Adevinta should be split up into different pieces if it is to succeed under new ownership, according to Apax Partners' Steve Kooyers and marketplace expert Malcolm Myers.
The two took to the stage at the AIM Group's AutosBuzz conference this week, with Adevinta set to be acquired by the Permira and Blackstone consortium imminently.
Kooyers, a partner at the private equity firm Apax Partners, said breaking up Adevinta "is the only viable strategy", with the new owners most likely "not thinking of it as a single company."
Meanwhile, Malcolm Myers, the founder at European Internet Ventures, suggested "the sum of [Adevinta's] parts will be worth more than the whole," with a breakup "the most likely outcome".
Adevinta is a highly diversified marketplace operator which underwent a significant divestment of non-essential assets in the leadup to the takeover bid by Permira and Blackstone. However, a number of European businesses including marketplaces in France, Germany, Spain, Italy and more remained as the company sought to focus on priority markets.
Adevinta grew revenues by 12% in its Q4 2023 results, published February, and now it appears that rumours are swirling that another divide-and-conquer approach is required if its new owners are to squeeze maximum value out of its $13 billion acquisition.
Meanwhile, Adevinta has appointed a new-look and much smaller board set to become active once the acquisition is completed.

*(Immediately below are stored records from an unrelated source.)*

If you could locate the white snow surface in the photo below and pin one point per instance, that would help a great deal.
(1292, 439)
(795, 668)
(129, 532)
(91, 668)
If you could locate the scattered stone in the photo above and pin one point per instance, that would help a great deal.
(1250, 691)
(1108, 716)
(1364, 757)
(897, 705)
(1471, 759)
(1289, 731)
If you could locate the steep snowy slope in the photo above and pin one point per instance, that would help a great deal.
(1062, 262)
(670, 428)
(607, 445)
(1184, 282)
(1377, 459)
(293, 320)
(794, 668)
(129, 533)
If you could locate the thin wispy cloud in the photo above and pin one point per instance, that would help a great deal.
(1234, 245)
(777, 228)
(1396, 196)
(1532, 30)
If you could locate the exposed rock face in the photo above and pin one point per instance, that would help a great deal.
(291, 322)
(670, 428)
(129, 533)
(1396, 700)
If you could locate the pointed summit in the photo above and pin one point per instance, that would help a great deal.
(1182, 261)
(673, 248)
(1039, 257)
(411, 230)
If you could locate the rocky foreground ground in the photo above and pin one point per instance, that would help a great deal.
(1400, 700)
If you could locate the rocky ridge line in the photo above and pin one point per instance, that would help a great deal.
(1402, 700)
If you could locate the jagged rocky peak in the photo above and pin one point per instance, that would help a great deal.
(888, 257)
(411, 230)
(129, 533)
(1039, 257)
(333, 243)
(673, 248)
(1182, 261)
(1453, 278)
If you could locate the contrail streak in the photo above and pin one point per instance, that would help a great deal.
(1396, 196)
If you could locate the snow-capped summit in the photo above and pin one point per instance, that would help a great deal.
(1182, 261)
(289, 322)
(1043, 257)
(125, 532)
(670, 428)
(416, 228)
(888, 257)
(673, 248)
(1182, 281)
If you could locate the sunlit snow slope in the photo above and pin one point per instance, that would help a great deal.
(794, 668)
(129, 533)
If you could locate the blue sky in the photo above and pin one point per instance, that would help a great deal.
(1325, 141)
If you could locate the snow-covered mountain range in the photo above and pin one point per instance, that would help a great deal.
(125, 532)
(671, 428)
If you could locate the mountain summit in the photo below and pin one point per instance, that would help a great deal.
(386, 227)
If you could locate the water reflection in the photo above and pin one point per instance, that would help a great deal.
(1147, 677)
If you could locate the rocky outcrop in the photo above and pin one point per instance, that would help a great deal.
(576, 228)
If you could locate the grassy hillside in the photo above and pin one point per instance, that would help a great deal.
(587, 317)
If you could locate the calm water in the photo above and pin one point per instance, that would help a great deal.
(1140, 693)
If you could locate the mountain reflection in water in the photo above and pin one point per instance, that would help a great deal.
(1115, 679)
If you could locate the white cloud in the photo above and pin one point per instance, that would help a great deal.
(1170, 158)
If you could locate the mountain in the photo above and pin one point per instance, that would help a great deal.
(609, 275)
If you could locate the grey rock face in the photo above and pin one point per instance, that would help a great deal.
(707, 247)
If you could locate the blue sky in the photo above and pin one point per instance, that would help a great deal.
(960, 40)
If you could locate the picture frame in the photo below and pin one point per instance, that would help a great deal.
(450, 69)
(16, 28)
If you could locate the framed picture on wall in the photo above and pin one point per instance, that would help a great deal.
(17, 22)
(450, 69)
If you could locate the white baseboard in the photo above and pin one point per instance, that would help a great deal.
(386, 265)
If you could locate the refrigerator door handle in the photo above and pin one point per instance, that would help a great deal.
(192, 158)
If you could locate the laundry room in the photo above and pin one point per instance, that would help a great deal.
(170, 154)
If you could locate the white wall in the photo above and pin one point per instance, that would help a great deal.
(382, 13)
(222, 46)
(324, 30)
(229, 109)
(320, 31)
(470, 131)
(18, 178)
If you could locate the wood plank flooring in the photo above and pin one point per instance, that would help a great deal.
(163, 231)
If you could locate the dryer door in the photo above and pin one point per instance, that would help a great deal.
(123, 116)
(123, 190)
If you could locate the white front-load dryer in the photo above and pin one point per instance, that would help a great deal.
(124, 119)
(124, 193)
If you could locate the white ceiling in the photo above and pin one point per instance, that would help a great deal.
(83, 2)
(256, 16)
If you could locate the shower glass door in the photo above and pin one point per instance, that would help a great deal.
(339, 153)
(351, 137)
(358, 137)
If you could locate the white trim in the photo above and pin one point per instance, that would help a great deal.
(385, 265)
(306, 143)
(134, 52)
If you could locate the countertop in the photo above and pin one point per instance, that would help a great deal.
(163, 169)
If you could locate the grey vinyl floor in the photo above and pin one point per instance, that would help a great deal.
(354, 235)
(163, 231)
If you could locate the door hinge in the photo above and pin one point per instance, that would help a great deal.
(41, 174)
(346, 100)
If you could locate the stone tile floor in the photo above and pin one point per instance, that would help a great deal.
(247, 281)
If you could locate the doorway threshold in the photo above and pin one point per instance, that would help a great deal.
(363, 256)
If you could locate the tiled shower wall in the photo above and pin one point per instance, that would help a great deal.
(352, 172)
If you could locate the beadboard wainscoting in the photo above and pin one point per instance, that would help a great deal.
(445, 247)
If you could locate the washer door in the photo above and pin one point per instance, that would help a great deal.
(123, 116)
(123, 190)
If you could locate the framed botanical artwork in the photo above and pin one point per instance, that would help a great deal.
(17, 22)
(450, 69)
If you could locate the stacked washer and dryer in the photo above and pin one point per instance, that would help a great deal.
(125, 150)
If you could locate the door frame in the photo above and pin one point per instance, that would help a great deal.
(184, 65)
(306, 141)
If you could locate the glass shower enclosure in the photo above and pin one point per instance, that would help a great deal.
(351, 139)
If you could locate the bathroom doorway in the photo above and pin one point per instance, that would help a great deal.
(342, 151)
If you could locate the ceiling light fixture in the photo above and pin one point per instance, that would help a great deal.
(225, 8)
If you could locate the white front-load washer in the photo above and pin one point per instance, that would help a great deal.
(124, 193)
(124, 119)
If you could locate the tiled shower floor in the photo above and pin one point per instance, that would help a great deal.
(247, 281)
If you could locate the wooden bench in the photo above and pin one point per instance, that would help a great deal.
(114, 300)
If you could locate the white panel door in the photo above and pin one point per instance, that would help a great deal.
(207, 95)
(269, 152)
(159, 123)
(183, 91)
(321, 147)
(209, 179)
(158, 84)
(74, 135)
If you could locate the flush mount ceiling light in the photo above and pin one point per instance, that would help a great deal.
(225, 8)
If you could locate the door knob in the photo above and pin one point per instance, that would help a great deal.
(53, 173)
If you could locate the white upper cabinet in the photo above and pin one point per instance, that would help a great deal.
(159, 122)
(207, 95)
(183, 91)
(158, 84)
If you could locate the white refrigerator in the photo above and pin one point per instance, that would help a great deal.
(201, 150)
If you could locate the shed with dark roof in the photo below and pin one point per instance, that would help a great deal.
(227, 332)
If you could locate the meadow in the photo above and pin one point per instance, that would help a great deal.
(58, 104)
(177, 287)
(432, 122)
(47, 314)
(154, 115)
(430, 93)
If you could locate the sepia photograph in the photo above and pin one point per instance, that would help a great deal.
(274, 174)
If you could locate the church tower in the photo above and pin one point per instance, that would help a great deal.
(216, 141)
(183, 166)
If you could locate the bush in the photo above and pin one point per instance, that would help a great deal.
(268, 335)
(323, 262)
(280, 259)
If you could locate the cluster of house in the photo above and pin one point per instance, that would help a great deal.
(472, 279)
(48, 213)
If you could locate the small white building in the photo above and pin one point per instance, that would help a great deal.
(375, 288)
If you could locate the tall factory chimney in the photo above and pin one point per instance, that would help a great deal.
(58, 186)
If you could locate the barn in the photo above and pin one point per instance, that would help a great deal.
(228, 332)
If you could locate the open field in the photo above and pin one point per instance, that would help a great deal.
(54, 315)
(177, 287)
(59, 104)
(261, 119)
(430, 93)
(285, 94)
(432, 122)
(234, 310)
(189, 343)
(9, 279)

All three members of the new board of directors: Dipan Patel (Chair), Maria Roentsh and Romain Jay, all work for either Permira or Blackstone, and the minutes of an Extraordinary General Meeting this week also laid out plans for the new board to consist of at least five and a maximum of thirteen members. In other words, the board is likely to grow in size in the immediate months following the acquisition.